La procureure Emily Marrocco a soutenu de son côté qu’il n’y avait «aucune preuve discutable» que la juge Madsen avait mal compris la nature du nouveau rapport médical de Nygard — qui, selon la Couronne, ne contenait aucune information «révolutionnaire».
Me Marrocco a également souligné que Nygard quitterait l’Ontario si on lui accordait la libération sous caution — et qu’il n’aurait pas de «caution de surveillance» ailleurs.

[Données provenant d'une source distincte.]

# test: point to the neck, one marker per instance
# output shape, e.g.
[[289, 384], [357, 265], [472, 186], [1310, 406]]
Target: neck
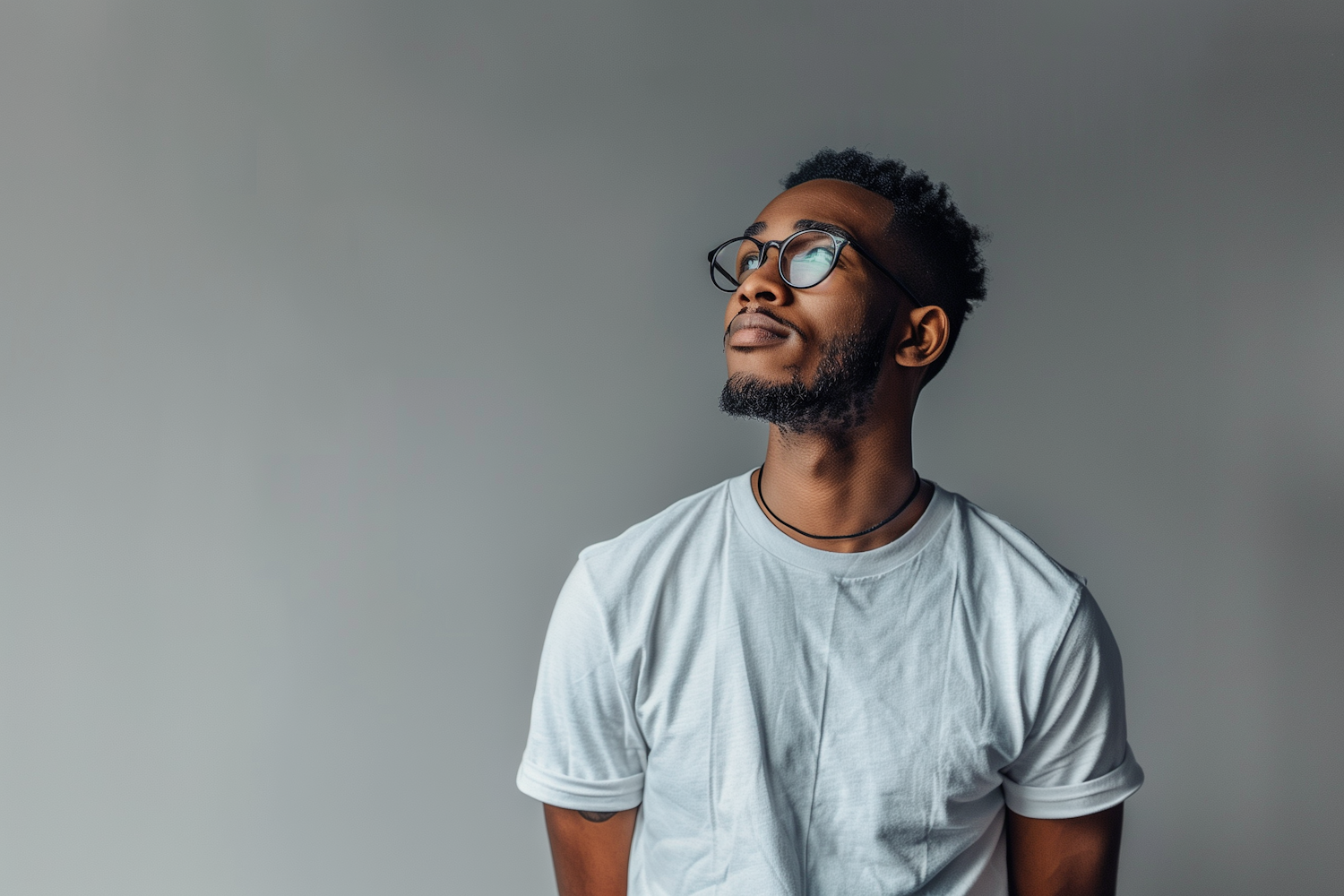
[[840, 481]]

Me Gold a soutenu que Nygard ne présentait aucun risque de fuite, surtout lorsqu’il s’agit de traverser la frontière terrestre. «Il ne peut pas aller aux États-Unis: il y est recherché», a-t-il plaidé, faisant référence aux accusations auxquelles Nygard fait face dans ce pays.
Peter Nygard, devenu célèbre après avoir fondé une entreprise de mode féminine qui est finalement devenue Nygard International, avait été arrêté pour la première fois à Winnipeg en 2020 en vertu de la Loi sur l’extradition. Il venait alors d’être accusé à New York de neuf chefs d’accusation, notamment de trafic sexuel et de racket.
En mai dernier, le plus haut tribunal du Manitoba a rejeté sa requête pour un contrôle judiciaire de l’ordonnance d’extradition, estimant qu’il n’y avait aucun motif d’interférer avec l’ordonnance émise par le ministre fédéral de la Justice de l’époque, David Lametti.
Nygard fait également face à des accusations criminelles au Québec et au Manitoba, qui n’ont pas encore été examinées par les tribunaux.